By Dave Cooper, Edmonton Journal October 18, 2012
EDMONTON – A leak from a small oil-collector pipeline on Shane Tower’s Breton-area property in June looked like a dark stain on his freshly seeded land.
But the event has escalated, with pipeline owners Sinopec Daylight Energy appearing before a judge on Thursday, seeking access to Tower’s property, 75 kilometres west of Leduc, so they can finish site restoration and restart pumping. The company can’t put the well back into production until the pipeline is covered and the line tested. Tower has refused to let them on his land until they agree to compensation.
Daylight was not granted an injunction Thursday and the case is scheduled to be heard in an Edmonton courtroom on Nov. 27.
“We simply don’t know what else to do. We could resolve this in 15 minutes if Daylight would sit down,” said Tower. “Right now there is a 150-foot trench surrounded by fencing and I have to drive through a field to get to my new house.”
Tower said he won’t budge and let Daylight finish its work — a new segment of pipe is already installed — until it agrees to compensation. “I have sunk $50,000 into this to date for a lawyer to try to negotiate agreements and my lost wages. And if I have to build a new driveway because they won’t let me use the drilling access road which I have always been able to use, that will be another $50,000.”
Randy Ford, vice-president of drilling for Daylight, said his firm had a worksite agreement with Tower to work on their right-of-way, “and he is not allowing us back in.”
Ford could say little about the case.
“Maybe we will be able to resolve this before the case goes to court.”
There also appears to be an issue with a water well on Tower’s property. It was drilled in 2009. After the Daylight rupture, water in the well was tested as part of an environmental study around the spill site. The results showed high levels of benzene and other toxic hydrocarbons in the water. Tower doesn’t know the source, but notes the only oil well on his land is the 1960s-era well that is hooked up to the pipeline that ruptured. There are also wells on neighbouring properties.
“We have been on bottled water ever since we found out, but were advised by the health authorities not to even bathe in this water. We have horses on the property as well,” he said.
Tower works as a well-completion consultant and is away from home working on drilling rigs much of the time. His wife and children tried to avoid the property during the summer.
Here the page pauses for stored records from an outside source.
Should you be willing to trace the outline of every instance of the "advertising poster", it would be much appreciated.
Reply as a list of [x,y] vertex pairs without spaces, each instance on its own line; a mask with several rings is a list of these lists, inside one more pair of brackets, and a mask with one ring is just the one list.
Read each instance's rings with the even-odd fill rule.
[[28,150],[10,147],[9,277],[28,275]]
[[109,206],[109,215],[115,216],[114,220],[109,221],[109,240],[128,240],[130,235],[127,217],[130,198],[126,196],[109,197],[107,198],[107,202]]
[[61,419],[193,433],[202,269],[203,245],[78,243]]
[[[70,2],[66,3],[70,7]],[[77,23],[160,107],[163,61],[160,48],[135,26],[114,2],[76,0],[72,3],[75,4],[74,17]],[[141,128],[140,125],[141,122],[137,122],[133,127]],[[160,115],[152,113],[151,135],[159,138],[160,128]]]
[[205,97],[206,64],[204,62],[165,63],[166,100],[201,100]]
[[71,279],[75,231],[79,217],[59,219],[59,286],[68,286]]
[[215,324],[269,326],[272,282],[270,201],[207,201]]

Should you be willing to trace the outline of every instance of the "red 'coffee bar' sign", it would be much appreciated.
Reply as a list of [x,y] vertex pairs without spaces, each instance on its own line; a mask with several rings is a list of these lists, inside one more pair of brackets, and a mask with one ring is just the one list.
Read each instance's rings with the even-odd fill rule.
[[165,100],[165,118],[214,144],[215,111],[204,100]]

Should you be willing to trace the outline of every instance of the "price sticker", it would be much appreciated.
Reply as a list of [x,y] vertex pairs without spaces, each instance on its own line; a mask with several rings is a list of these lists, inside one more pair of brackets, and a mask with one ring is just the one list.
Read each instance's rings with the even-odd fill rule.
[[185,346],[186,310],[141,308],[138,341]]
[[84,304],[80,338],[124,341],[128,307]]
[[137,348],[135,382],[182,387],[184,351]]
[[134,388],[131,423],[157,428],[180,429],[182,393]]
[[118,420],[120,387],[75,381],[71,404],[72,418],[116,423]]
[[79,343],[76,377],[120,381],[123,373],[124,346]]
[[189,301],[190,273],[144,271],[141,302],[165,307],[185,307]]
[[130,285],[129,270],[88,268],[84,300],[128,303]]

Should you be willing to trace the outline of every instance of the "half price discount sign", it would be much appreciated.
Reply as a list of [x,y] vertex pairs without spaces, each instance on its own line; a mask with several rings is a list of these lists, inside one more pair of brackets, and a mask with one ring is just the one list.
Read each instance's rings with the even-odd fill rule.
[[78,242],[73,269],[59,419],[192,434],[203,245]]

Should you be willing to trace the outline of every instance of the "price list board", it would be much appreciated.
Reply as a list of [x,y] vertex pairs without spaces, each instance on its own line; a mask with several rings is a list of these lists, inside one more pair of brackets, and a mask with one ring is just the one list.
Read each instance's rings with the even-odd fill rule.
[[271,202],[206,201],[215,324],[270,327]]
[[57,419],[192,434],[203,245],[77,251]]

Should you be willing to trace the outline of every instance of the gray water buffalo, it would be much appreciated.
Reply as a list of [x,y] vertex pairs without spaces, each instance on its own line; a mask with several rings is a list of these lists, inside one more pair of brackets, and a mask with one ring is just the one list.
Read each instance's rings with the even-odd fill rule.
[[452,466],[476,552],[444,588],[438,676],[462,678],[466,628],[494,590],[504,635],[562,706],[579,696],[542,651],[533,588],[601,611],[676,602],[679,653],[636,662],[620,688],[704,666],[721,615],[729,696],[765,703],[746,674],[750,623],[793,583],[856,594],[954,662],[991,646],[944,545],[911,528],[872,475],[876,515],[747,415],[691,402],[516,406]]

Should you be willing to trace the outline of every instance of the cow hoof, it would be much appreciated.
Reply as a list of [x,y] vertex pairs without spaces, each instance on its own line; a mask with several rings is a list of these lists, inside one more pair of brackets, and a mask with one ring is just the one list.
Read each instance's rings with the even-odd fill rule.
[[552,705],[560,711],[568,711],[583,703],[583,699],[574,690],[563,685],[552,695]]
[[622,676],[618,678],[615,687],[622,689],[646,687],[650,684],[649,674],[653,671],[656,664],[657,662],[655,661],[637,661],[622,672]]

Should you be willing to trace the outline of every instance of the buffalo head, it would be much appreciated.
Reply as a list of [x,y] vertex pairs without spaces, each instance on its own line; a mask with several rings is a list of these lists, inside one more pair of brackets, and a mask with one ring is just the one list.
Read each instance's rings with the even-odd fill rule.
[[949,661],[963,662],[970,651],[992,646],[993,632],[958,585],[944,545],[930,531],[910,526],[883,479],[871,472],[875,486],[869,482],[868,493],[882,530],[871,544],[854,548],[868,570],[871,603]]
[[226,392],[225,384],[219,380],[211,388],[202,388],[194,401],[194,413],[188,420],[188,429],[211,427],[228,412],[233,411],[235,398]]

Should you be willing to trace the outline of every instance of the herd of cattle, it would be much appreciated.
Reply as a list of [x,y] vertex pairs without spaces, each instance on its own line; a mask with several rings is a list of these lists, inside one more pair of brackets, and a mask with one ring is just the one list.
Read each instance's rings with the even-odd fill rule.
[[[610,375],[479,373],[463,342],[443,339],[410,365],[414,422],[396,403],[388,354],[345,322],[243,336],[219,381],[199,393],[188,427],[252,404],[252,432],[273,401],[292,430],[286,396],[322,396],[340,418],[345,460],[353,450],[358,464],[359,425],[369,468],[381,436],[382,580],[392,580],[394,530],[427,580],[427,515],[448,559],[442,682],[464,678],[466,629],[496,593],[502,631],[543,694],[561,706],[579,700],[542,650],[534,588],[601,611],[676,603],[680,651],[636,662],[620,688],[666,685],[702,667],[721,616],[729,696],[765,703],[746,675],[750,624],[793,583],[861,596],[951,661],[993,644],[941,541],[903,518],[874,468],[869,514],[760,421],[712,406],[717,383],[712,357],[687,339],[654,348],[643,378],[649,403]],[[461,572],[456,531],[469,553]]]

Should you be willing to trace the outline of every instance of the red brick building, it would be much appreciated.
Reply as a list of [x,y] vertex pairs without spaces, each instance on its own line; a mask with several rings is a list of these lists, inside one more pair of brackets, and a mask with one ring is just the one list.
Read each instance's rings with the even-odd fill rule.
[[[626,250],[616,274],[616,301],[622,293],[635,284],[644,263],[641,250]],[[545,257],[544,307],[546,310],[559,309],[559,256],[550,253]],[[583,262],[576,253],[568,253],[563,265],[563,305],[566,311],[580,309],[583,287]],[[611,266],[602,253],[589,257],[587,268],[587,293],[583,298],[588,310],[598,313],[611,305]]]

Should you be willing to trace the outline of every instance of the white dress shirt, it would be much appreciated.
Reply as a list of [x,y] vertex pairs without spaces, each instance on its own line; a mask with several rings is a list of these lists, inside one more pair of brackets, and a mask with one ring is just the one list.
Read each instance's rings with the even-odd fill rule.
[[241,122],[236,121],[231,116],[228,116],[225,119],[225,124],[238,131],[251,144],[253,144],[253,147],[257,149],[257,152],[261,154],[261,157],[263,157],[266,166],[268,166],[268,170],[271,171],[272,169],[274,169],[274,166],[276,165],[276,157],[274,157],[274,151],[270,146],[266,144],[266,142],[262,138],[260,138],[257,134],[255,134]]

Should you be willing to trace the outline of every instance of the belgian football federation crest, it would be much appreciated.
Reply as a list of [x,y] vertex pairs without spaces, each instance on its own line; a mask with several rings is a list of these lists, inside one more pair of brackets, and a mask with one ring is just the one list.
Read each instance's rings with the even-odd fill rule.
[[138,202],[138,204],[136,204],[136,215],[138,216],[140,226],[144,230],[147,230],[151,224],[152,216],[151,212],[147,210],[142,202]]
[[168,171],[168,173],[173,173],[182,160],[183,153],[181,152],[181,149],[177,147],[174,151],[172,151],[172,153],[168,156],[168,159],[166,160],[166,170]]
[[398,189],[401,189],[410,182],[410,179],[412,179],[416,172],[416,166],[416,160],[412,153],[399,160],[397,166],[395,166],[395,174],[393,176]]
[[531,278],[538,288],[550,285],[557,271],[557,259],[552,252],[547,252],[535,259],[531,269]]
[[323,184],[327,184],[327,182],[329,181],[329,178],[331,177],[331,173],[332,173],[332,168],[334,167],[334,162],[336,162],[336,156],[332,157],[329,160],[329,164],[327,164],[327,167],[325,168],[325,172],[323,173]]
“They went on a lot of camping trips. It is terrible and we were thinking of selling this property, but who is going to buy land with no drinking water?”
Daylight provided a portable cistern with fresh water, but Tower says the company doesn’t intend to winterize it. Without a thorough — and expensive — environmental assessment, Tower doesn’t know where to drill a new well.
“I don’t know the extent of the contamination. We are in a boggy area and everything flows into this area.”
The Energy Resources Conservation Board is investigating the original pipeline rupture, says a spokesman.